Snow-water equivalent levels were above normal in the Madison, Gallatin and upper Yellowstone river basins on April 1, according to the Natural Resources Conservation Service’s Water Supply Outlook Report. Each basin received at least 115% of its normal precipitation for the month of March.

Lucas Zukiewicz, a water supply specialist for NRCS, said favorable weather patterns produced decent snowfall in this part of the state in the middle of March and again at the end of the month.

That’s made for rosy summer streamflow predictions across the region, a good sign for river users and irrigators. But that doesn’t mean the state couldn’t use more snow.

Zukiewicz said the region’s river basins normally peak later in April, and that adding more moisture will be helpful in making sure the water supply lasts long into the summer.

“We’re not done with winter yet,” Zukiewicz said.

Snowfall was much higher in the basins on the east side of the Continental Divide in March, with southwestern and south central Montana getting the biggest boost. The river basins west of the divide didn’t receive quite the same boost, but most of the basins are still close to normal.

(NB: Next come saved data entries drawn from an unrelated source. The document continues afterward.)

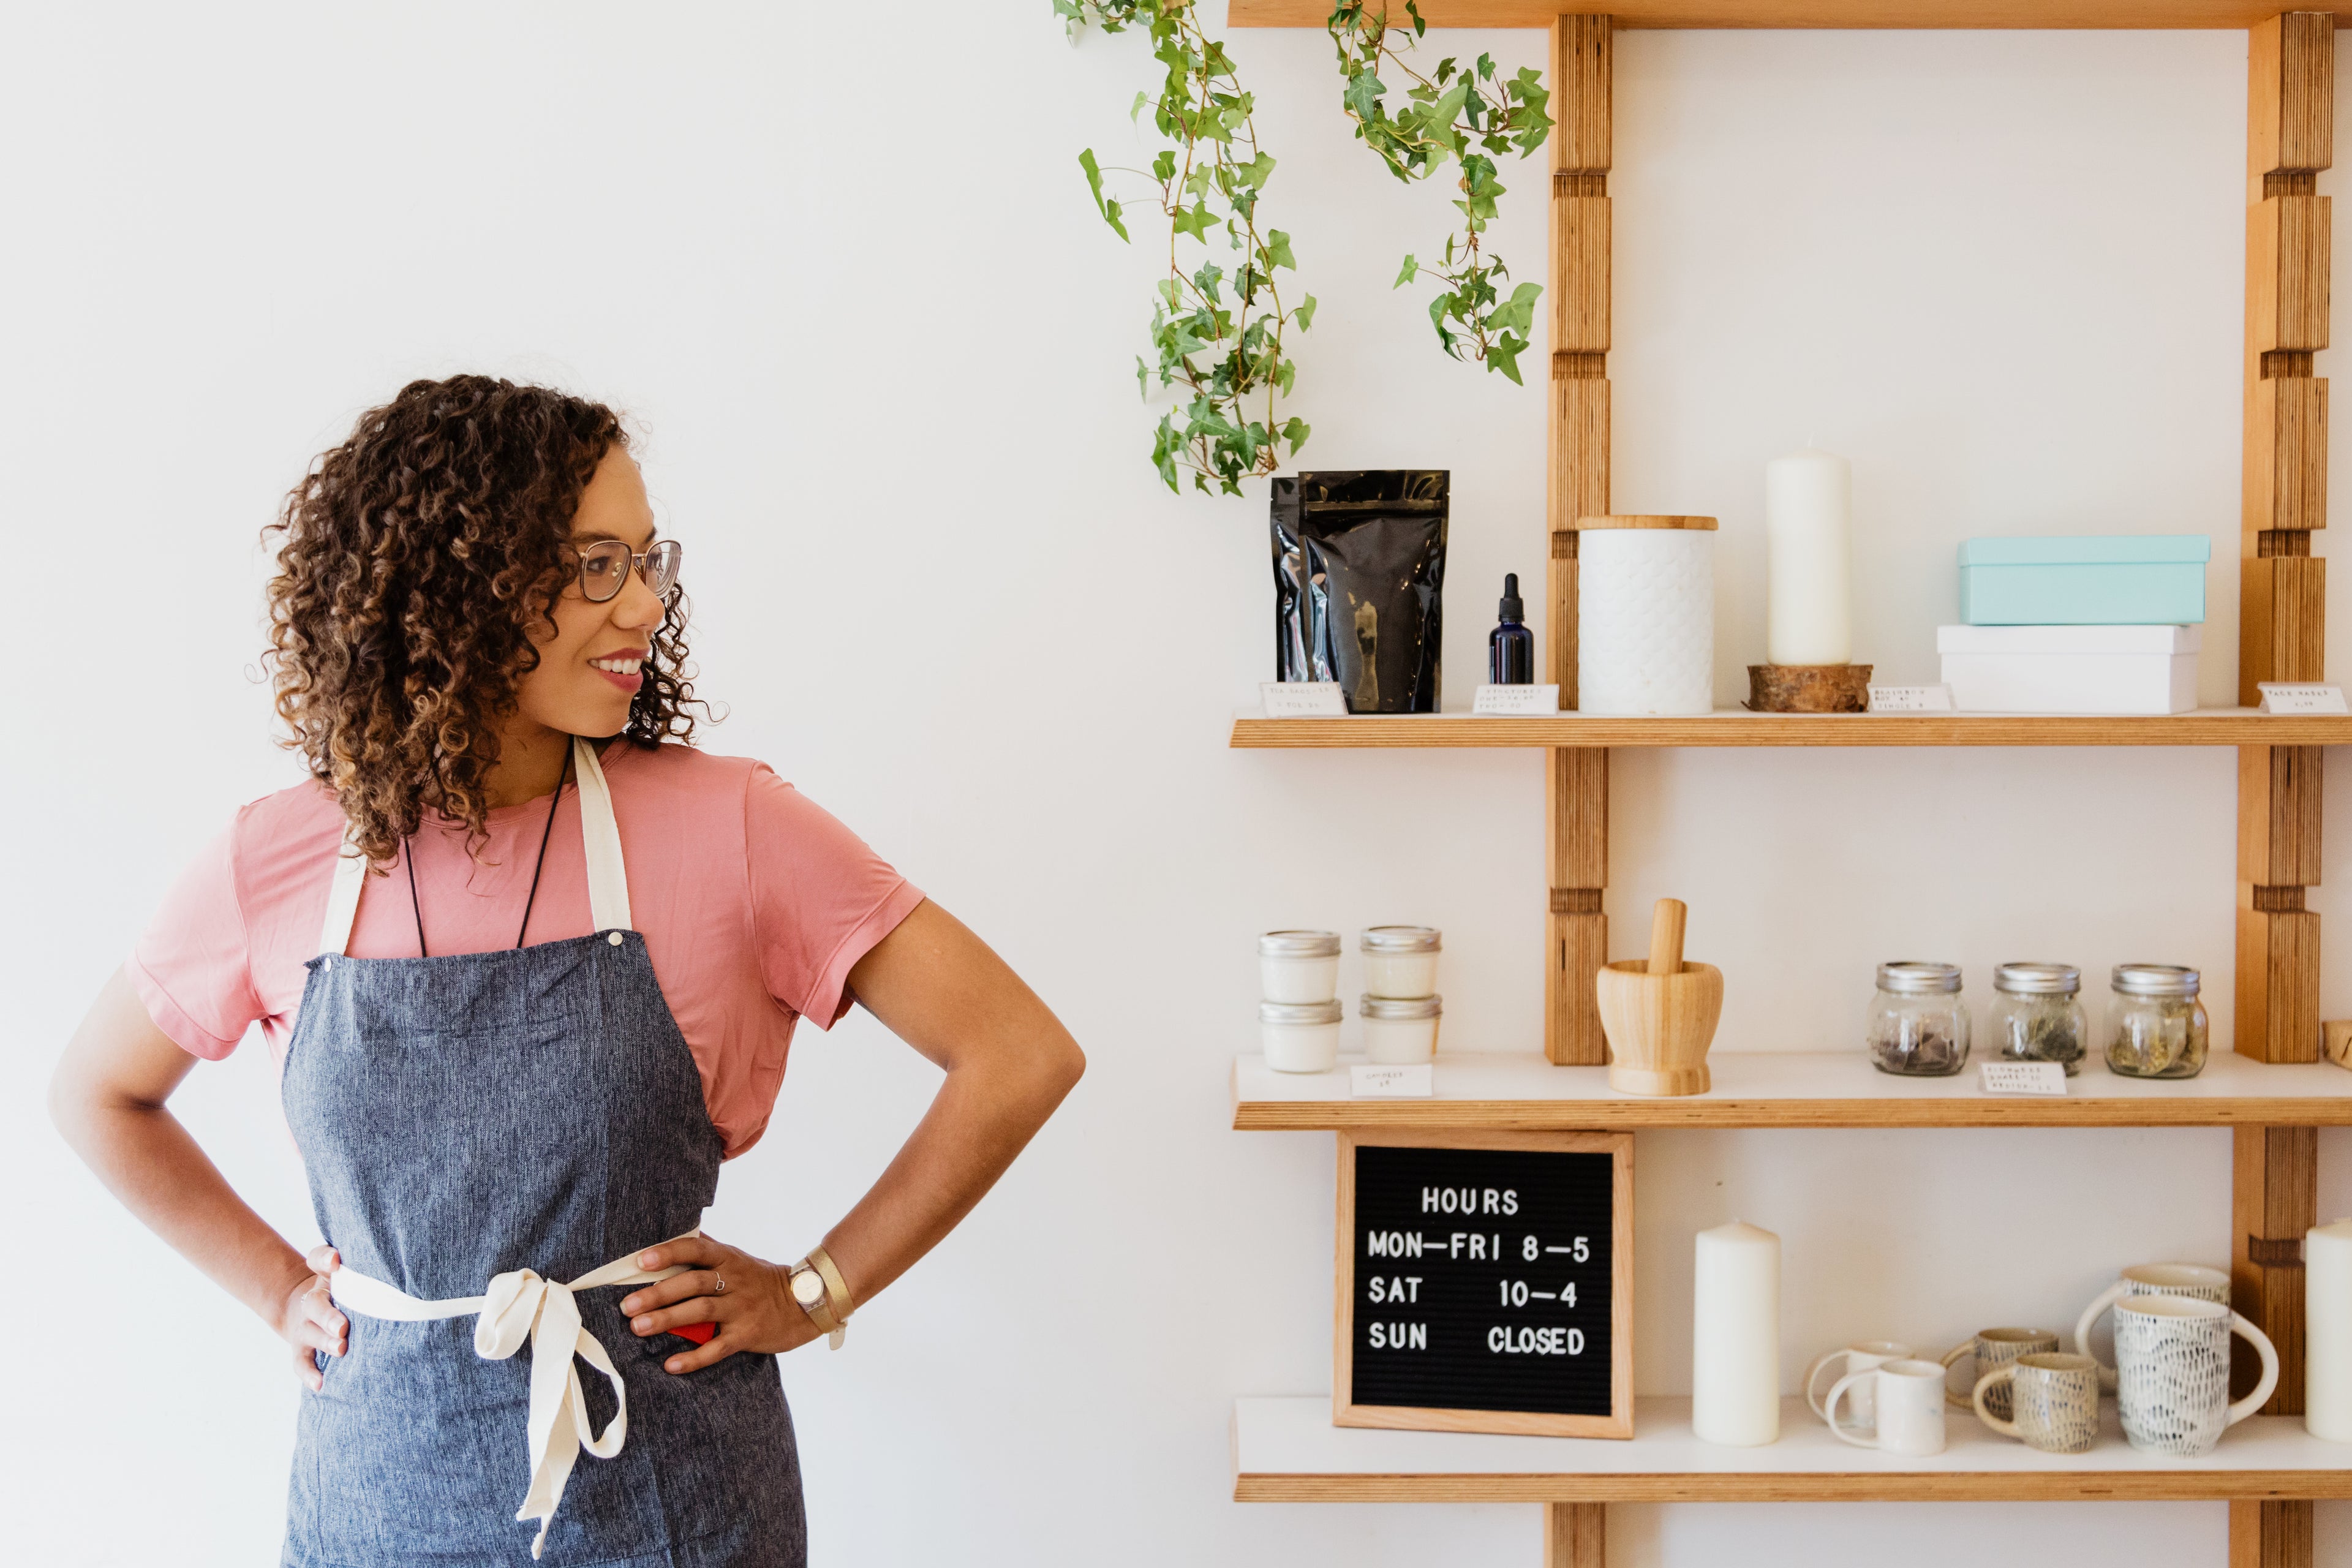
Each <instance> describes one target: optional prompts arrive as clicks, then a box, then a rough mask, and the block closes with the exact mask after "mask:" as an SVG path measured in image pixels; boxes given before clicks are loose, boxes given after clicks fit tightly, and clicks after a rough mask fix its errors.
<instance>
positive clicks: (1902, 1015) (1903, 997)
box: [1867, 961, 1969, 1079]
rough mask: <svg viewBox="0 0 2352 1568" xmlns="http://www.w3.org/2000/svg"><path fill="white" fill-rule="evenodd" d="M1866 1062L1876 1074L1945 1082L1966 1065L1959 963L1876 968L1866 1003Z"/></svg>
mask: <svg viewBox="0 0 2352 1568" xmlns="http://www.w3.org/2000/svg"><path fill="white" fill-rule="evenodd" d="M1867 1039H1870V1063H1872V1065H1875V1067H1877V1070H1879V1072H1893V1074H1900V1077H1912V1079H1945V1077H1952V1074H1955V1072H1959V1070H1962V1067H1964V1065H1966V1063H1969V1004H1966V1001H1962V999H1959V964H1924V961H1898V964H1879V994H1877V997H1872V999H1870V1025H1867Z"/></svg>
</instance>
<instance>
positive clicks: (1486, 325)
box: [1327, 0, 1552, 381]
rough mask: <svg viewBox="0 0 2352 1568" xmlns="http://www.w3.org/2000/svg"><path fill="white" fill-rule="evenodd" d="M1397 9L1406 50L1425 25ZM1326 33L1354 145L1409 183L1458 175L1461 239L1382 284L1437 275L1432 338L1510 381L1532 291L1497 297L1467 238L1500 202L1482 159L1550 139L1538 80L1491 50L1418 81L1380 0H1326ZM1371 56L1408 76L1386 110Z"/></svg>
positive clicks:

Snowpack in the Gallatin River basin was at 115% of normal for April 1, according to the report. Streamflow forecasts for the Gallatin this summer are optimistic. Inflows to Hyalite Reservoir are expected to be well above normal, a reflection of the Hyalite area’s high snowpack — 128% of normal.

The upper Yellowstone had 119% of its normal snowpack on April 1. The southern part of the basin — the Yellowstone above Livingston and the streams coming out of the Absaroka and Beartooth ranges — fared slightly better than the northern part.

Sub-basins beginning in the Absaroka and Beartooth ranges — like the Boulder and Stillwater rivers — had snowpack levels above 115% of normal. Meanwhile, The Shields River, which begins in the the Crazy Mountains, had 108% of its normal snowpack.

The Madison River drainage was at 106% of its normal snowpack for April 1.

Zukiewicz said those numbers set the region up well for the coming months, when low elevation snow will begin to melt. He added that it also protects the basins somewhat if the weather completely dries up.

“It gives us a little bit of insulation should the transition of spring into summer end up being dry,” he said.